Developer Documentation

MID API Documentation

Everything you need to integrate passwordless authentication and digital identity verification into your applications.

99.99%

Uptime SLA

<50ms

Avg Latency

18M+

Users

500+

Enterprise Clients

Base URL & Authentication

All API requests should be made to the following base URL:

Base URL

https://api.mobid.io/v1

Authenticate using your API key in the X-Mobid-Key header:

Authenticated Request

curl -X GET 'https://api.mobid.io/v1/health' \
  -H 'X-Mobid-Key: qk_your_api_key_here'

⚠

Keep your keys secure

Never expose API keys in client-side code or public repositories.
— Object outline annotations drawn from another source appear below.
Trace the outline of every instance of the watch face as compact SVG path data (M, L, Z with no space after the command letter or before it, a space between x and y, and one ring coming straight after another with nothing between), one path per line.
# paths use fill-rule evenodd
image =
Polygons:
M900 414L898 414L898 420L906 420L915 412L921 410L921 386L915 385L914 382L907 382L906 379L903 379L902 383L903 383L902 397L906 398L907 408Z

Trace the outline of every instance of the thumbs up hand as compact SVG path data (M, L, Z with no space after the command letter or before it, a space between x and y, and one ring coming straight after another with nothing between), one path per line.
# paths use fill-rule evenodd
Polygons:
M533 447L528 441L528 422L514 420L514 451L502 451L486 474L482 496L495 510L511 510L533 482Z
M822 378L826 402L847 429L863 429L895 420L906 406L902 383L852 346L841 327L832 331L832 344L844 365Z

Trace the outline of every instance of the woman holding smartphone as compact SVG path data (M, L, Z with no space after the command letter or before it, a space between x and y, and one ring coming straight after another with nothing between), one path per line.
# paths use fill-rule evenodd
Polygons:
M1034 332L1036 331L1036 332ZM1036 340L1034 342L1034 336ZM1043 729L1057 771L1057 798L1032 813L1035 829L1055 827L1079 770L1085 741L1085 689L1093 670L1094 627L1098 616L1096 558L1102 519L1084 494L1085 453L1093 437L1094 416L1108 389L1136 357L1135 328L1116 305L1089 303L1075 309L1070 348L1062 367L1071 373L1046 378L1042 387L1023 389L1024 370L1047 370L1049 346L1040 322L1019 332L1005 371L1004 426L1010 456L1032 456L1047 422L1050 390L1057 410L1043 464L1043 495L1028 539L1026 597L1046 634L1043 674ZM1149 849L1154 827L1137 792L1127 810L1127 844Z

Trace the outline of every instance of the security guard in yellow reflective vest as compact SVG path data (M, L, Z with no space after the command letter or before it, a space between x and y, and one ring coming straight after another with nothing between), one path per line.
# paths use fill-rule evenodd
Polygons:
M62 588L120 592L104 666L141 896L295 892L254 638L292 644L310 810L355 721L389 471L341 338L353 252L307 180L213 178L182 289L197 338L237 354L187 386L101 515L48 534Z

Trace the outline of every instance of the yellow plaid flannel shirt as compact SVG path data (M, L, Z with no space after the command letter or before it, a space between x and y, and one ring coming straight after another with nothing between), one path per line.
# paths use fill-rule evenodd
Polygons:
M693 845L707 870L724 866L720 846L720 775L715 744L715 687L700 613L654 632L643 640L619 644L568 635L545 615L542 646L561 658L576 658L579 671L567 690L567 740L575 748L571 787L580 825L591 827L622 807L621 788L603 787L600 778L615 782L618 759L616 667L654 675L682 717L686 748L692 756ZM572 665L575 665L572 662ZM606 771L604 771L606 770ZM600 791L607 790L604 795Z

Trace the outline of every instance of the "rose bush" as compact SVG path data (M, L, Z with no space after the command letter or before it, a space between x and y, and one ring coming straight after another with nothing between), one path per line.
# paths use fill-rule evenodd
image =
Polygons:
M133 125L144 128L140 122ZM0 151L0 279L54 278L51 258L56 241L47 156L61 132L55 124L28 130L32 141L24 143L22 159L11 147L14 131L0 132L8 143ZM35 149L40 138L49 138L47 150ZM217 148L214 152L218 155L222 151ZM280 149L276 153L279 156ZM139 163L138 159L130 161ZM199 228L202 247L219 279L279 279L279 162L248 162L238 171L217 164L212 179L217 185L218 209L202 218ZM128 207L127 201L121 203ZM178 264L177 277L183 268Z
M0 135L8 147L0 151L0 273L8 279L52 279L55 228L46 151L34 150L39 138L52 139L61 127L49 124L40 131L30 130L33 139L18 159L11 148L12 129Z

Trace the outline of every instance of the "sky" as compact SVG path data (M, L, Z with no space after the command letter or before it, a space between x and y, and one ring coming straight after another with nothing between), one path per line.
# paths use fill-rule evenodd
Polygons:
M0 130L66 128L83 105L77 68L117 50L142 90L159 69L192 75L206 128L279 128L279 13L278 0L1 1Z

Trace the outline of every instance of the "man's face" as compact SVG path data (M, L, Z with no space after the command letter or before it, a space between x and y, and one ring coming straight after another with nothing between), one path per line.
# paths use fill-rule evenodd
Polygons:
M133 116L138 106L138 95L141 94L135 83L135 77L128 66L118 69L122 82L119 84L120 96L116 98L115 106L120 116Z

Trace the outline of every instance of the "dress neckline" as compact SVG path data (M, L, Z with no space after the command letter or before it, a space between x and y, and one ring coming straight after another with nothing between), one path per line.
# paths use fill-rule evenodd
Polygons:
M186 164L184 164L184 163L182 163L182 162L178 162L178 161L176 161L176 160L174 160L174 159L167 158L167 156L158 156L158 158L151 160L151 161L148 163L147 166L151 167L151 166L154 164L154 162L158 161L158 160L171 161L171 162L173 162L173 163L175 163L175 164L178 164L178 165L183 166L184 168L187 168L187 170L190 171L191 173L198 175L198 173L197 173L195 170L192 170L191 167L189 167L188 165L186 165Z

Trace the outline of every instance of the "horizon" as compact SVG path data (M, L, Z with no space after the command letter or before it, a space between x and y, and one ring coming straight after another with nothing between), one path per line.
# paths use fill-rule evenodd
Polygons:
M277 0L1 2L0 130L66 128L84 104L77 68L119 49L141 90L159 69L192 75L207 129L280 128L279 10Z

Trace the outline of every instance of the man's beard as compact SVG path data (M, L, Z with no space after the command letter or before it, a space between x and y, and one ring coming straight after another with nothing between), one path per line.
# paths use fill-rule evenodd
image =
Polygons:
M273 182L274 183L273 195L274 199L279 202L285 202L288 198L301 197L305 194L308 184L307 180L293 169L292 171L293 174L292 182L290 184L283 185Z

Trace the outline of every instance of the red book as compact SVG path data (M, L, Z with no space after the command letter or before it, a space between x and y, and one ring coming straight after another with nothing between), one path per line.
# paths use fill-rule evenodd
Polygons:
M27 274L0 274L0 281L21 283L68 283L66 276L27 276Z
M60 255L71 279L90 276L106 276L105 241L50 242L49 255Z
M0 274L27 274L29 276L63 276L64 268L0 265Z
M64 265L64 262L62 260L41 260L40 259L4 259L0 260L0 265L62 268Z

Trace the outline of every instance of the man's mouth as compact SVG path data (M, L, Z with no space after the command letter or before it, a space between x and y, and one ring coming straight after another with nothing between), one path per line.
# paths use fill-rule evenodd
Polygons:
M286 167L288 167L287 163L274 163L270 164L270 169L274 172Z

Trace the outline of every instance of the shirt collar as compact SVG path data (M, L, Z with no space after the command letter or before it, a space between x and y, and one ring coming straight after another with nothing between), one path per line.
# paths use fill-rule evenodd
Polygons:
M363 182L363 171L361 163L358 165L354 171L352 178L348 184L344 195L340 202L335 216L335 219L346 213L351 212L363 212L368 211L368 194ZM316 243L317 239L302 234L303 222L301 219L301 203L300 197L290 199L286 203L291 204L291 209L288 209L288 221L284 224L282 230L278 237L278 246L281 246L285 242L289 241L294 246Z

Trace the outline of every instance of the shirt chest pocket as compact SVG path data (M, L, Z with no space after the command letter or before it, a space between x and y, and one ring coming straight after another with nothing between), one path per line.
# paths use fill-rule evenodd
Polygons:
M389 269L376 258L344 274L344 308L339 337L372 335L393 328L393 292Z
Use environment variables and server-side proxying.

Quick Start Guide

Get up and running in minutes:

Create an Account

Get API Keys

Navigate to the API Keys section and generate your credentials.

Make Your First API Call

Test your connection

curl -X GET 'https://api.mobid.io/v1/health' \
  -H 'X-Mobid-Key: qk_your_api_key'

Build Your Integration

Follow our detailed guides for authentication, consent management, and digital mandates.

API Reference

Explore the complete API across these categories:

Consent Sessions

Core

Create and manage user consent flows

View docs

FIDO / WebAuthn

Auth

Passwordless authentication with FIDO2

View docs

Identity Verification

Identity

Document and biometric verification

View docs

Digital Signatures

Signing

Electronic document signing

View docs

Authentication

Auth

API keys, tokens, and auth flows

View docs

Billing & Usage

Billing

Track usage and manage invoices

View docs

SDK Examples

JavaScript — Create consent session

const response = await fetch('https://api.mobid.io/v1/service/consents/search', {
  method: 'POST',
  headers: {
    'Content-Type': 'application/json',
    'X-Mobid-Key': process.env.MID_API_KEY
  },
  body: JSON.stringify({
    recipient: '+1234567890',
    purpose: 'identity_verification',
    scope: ['name', 'email', 'phone']
  })
});

const session = await response.json();
console.log('Consent session:', session.data);

Webhook Events

Configure webhook endpoints in your dashboard to receive real-time notifications:

Event	Description
consent.created	A new consent session was created
consent.approved	User approved the consent request
consent.rejected	User rejected the consent request
consent.expired	Consent session expired without response
auth.login	User authenticated successfully
auth.failed	Authentication attempt failed
identity.verified	Identity verification completed
mandate.signed	Digital mandate was signed

Rate Limits

Plan	Requests/min	Requests/day	Burst
Free	60	1,000	10 req/sec
Basic	300	50,000	50 req/sec
Growth	1,000	500,000	100 req/sec
Enterprise	Custom	Unlimited	Custom

ℹ

Rate limit headers

Every response includes X-RateLimit-Remaining and X-RateLimit-Reset headers. Implement exponential backoff when you receive a 429 response.

Error Handling

MID uses conventional HTTP response codes. Codes in the 2xx range indicate success. 4xx indicate client errors. 5xx indicate server errors (rare).

Status	Meaning
200	OK — Everything worked as expected
400	Bad Request — Missing required parameter
401	Unauthorized — Invalid API key
403	Forbidden — Insufficient permissions
404	Not Found — Resource doesn't exist
429	Too Many Requests — Rate limit exceeded
500	Server Error — Something went wrong on our end

Error response format

{
  "code": "invalid_parameter",
  "message": "The 'recipient' field is required",
  "data": null
}

Security Best Practices

Use HTTPS Only

All API communication must use TLS 1.2 or higher.

Rotate Keys Regularly

Regenerate API keys periodically and revoke unused keys.

Validate Webhooks

Verify webhook signatures using your webhook secret.

Least Privilege

Use scoped API keys with minimal required permissions.

Monitor Usage

Set up alerts for unusual API usage patterns.

Server-Side Only

Never expose API keys in client-side JavaScript.